During the Falcons’ surge at the end of the 2019 season, Oliver showed signs of becoming the player the Falcons thought they were getting when they selected him out of Colorado in the second round of the 2018 NFL Draft.
Oliver had 11 passes defensed and 50 tackles in 2019. Of the passes Oliver successfully defensed, seven of them came after week eight.
Since he took over the job in Atlanta, Whitt said he has watched Oliver on tape and saw the technical improvements he made at the end of the season last season to put himself in position to make breakup more passes.
“The last eight games he did a really good job of connecting his feet and his hands together, he stayed more square and that gave him the ability once they got up the field to connect at the top of routes,” Whitt said. “Early in the year, he was doing some things that didn’t connect his feet and his hands.
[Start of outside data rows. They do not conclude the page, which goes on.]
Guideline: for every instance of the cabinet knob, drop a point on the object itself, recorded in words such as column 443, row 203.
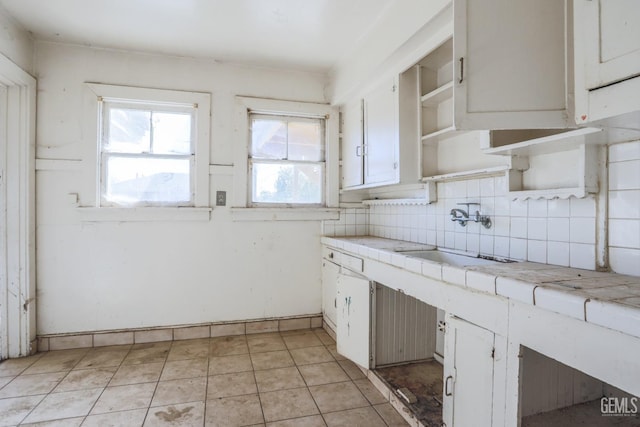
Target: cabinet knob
column 447, row 387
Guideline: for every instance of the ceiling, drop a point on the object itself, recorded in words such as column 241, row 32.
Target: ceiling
column 310, row 35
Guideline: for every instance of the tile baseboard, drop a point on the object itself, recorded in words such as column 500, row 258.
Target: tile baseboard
column 177, row 333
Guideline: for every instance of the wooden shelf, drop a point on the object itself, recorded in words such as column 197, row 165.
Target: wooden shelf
column 383, row 202
column 553, row 193
column 433, row 98
column 558, row 141
column 439, row 135
column 497, row 170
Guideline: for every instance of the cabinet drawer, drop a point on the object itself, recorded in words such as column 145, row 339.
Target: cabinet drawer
column 347, row 261
column 352, row 263
column 331, row 254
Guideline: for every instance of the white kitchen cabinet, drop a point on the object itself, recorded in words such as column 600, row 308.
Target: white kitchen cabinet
column 330, row 273
column 495, row 70
column 379, row 137
column 503, row 68
column 380, row 149
column 607, row 59
column 354, row 297
column 468, row 374
column 352, row 141
column 370, row 138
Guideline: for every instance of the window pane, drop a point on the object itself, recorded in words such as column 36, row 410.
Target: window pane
column 171, row 133
column 305, row 141
column 268, row 139
column 129, row 131
column 287, row 183
column 131, row 180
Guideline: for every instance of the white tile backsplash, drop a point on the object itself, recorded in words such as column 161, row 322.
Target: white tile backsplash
column 559, row 231
column 558, row 208
column 624, row 208
column 537, row 251
column 624, row 204
column 624, row 233
column 537, row 228
column 582, row 256
column 558, row 253
column 582, row 207
column 582, row 230
column 518, row 227
column 624, row 175
column 518, row 249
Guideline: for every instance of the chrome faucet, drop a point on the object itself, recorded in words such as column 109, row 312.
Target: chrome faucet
column 462, row 216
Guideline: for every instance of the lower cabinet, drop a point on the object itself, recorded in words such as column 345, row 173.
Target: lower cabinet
column 353, row 335
column 468, row 374
column 330, row 273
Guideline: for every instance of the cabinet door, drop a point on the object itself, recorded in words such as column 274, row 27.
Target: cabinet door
column 510, row 64
column 468, row 372
column 381, row 135
column 353, row 338
column 352, row 141
column 611, row 29
column 330, row 272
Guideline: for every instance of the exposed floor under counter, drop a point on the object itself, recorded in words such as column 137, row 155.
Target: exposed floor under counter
column 424, row 380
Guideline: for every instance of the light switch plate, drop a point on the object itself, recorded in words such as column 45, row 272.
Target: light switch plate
column 221, row 198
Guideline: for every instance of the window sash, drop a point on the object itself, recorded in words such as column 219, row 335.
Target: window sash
column 107, row 202
column 288, row 119
column 105, row 153
column 254, row 185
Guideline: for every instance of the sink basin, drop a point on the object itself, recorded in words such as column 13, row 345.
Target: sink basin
column 449, row 258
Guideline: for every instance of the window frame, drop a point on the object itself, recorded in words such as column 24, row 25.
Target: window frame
column 252, row 161
column 245, row 106
column 96, row 93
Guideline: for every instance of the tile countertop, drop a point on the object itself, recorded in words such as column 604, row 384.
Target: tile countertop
column 605, row 299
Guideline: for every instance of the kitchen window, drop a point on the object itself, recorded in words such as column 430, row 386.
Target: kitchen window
column 286, row 160
column 147, row 154
column 152, row 150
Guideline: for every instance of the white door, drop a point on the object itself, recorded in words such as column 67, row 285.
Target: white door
column 381, row 135
column 353, row 338
column 330, row 272
column 468, row 374
column 17, row 217
column 3, row 224
column 612, row 45
column 352, row 141
column 510, row 64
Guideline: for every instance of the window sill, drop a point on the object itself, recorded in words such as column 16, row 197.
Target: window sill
column 141, row 214
column 284, row 214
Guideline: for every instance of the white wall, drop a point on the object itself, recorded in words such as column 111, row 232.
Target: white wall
column 393, row 43
column 110, row 275
column 15, row 43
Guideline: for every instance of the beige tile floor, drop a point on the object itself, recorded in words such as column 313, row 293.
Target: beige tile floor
column 276, row 379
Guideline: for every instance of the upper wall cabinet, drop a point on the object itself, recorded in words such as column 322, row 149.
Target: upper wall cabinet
column 607, row 60
column 372, row 152
column 509, row 67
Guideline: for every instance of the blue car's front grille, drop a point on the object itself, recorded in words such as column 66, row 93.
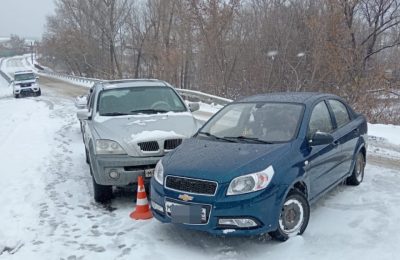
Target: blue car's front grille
column 191, row 185
column 172, row 143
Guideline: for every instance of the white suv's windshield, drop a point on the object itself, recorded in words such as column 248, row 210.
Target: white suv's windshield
column 21, row 77
column 139, row 100
column 255, row 122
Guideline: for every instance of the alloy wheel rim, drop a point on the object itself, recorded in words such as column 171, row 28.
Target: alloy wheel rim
column 292, row 217
column 360, row 168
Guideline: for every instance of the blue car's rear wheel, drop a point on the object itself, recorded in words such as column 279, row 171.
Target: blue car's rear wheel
column 357, row 175
column 294, row 216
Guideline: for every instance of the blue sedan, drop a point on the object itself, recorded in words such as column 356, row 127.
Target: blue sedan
column 257, row 165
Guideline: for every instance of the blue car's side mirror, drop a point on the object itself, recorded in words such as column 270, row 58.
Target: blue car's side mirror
column 320, row 138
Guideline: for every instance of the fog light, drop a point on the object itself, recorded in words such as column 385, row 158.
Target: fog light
column 157, row 206
column 238, row 222
column 114, row 174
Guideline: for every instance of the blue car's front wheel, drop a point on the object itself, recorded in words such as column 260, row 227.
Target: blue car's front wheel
column 294, row 216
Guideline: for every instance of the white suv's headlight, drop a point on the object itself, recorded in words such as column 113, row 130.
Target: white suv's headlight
column 108, row 147
column 251, row 182
column 159, row 173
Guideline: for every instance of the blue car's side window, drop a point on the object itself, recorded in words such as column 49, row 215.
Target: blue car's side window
column 320, row 120
column 340, row 111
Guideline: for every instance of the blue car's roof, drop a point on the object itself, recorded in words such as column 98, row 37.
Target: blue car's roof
column 291, row 97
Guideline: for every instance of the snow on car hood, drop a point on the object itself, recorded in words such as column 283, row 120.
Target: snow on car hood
column 135, row 128
column 221, row 161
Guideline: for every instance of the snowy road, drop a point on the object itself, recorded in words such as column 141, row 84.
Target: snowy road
column 48, row 211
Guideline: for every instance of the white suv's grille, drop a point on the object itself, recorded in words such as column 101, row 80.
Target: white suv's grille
column 151, row 146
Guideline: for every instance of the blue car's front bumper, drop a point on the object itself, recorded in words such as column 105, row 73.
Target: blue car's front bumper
column 263, row 207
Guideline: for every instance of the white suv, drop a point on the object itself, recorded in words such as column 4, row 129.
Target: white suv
column 25, row 83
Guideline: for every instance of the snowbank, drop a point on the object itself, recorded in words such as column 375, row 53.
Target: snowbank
column 391, row 133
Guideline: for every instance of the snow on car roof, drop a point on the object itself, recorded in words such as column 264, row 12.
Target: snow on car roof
column 134, row 83
column 23, row 72
column 296, row 97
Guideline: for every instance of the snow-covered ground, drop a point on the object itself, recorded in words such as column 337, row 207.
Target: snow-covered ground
column 48, row 210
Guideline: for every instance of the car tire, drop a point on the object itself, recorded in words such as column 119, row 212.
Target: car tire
column 357, row 176
column 293, row 218
column 102, row 193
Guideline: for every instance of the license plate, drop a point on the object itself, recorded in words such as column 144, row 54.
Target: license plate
column 148, row 173
column 186, row 214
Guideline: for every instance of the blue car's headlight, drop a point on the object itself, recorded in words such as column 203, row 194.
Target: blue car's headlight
column 251, row 182
column 159, row 173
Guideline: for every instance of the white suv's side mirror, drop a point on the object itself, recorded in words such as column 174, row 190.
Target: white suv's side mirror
column 83, row 114
column 194, row 106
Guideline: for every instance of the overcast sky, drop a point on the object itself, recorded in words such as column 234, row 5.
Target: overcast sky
column 25, row 18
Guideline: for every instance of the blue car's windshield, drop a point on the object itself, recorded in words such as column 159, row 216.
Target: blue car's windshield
column 256, row 122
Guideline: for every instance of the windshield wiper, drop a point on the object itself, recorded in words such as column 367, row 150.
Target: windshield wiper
column 216, row 137
column 149, row 111
column 246, row 138
column 114, row 114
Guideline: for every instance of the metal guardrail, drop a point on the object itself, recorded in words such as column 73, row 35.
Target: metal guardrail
column 88, row 82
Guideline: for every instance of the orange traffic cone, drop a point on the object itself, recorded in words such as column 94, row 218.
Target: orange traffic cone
column 142, row 210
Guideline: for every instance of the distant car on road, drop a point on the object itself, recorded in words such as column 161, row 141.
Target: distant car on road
column 128, row 126
column 25, row 83
column 258, row 163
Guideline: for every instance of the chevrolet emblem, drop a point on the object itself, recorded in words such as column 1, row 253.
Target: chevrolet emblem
column 185, row 197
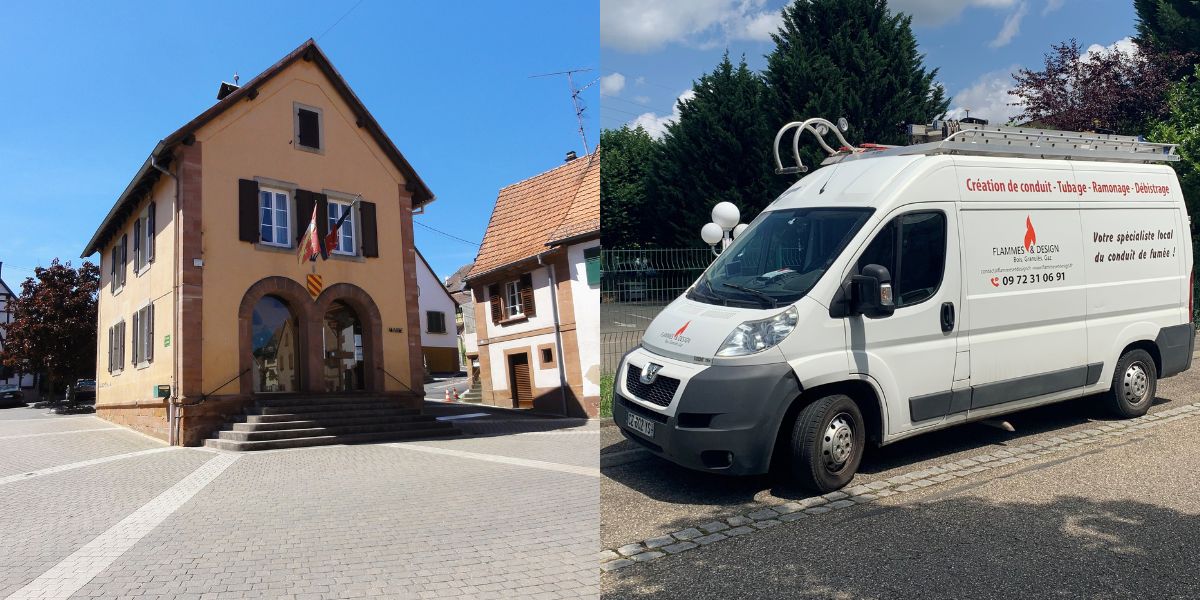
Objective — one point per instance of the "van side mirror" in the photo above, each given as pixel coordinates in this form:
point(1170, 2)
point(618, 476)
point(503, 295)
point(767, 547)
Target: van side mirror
point(870, 293)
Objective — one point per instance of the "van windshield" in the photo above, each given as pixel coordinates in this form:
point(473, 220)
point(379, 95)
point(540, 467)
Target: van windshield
point(779, 258)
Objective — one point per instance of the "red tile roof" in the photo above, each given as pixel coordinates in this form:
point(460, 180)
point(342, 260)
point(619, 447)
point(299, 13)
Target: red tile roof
point(550, 208)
That cleaned up throughout the year. Ra (Morris) and those guys did a very nice job with that.”
The next step for Oliver becoming a mainstay in the Falcons’ lineup is taking the ball away from the offense. The Falcons recorded 12 interceptions in 2019, four of which came from Trufant.
Whitt feels he can bring the necessary skills and mindset that will allow the Falcons’ defensive backs to get their hands on the football more often.
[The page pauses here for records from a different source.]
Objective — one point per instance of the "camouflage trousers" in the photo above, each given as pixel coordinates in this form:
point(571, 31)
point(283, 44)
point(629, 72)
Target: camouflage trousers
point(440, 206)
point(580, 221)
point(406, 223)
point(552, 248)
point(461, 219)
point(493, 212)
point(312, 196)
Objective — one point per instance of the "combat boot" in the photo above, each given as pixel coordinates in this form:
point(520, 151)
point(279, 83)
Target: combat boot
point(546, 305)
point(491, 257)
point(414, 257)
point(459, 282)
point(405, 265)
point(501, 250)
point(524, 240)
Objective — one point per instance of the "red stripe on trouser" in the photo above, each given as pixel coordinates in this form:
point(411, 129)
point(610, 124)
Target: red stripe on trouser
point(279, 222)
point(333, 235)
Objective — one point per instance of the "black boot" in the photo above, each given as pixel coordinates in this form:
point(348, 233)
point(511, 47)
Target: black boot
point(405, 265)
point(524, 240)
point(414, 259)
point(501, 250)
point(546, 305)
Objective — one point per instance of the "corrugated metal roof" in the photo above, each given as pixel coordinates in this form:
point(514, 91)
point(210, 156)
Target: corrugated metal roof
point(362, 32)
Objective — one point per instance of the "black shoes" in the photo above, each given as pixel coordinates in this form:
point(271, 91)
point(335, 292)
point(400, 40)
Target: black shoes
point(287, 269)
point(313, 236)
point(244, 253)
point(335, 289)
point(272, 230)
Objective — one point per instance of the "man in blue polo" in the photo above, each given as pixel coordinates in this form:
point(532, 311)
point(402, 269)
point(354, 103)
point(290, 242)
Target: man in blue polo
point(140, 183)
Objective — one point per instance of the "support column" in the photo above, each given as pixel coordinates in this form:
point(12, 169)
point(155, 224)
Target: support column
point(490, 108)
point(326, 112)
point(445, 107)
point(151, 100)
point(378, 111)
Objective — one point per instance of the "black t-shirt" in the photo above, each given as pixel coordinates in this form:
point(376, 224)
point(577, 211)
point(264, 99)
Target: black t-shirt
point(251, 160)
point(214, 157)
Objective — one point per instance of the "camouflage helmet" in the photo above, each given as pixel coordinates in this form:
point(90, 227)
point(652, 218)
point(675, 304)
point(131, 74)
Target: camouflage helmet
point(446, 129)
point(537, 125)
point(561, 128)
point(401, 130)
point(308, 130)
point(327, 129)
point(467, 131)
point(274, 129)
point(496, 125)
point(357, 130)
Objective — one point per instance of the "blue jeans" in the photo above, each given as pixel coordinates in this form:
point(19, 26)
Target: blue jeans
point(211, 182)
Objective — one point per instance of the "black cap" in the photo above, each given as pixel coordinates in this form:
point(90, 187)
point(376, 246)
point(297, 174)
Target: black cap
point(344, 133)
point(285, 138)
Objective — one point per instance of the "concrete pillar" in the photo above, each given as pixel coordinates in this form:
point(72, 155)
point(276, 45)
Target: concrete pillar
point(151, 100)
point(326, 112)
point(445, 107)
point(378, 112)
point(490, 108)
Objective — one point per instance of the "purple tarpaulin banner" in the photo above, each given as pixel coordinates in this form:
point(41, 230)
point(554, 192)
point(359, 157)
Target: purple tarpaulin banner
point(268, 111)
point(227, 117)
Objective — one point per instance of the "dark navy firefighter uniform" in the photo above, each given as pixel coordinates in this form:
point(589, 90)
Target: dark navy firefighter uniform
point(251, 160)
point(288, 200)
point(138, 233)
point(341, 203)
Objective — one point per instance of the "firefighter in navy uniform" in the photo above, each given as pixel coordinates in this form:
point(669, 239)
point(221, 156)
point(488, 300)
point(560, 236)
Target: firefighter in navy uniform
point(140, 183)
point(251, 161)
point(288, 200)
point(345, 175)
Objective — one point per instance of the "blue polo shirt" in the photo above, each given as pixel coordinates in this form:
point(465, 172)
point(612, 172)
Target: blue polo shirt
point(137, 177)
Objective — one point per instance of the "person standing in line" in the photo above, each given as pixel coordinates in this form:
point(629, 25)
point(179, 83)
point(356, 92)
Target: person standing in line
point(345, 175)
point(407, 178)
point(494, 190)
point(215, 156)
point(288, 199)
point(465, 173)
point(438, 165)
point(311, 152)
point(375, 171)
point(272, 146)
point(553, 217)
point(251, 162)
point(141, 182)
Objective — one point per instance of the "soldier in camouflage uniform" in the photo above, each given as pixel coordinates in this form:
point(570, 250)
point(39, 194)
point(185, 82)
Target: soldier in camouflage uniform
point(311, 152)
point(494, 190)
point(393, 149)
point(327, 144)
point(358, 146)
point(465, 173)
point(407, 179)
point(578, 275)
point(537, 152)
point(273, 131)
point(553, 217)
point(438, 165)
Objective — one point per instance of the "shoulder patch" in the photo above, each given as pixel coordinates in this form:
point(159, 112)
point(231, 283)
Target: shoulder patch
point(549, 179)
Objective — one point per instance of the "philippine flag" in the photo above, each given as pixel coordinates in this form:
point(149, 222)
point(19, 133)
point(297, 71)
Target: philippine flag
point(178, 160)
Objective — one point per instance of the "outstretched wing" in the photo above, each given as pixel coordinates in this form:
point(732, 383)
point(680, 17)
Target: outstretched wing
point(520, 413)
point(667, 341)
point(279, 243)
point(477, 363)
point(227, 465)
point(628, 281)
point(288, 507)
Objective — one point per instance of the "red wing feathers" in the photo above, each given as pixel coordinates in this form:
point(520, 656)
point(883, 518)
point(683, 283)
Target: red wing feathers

“After we get that scheme understanding down, we’re going to make sure we can pull the ball off of people,” said Whitt. “That’s one thing in Green Bay we did better than anyone in the league over the years that I was the secondary coach in Green Bay. We intercepted more balls than anybody else in the league. Hopefully, that’s what we can bring down here. Hopefully, Isaiah will be a part of pulling the ball off people because he’s doing a better job of connecting at the line of scrimmage and up the field. Now, it’s about pulling the ball.”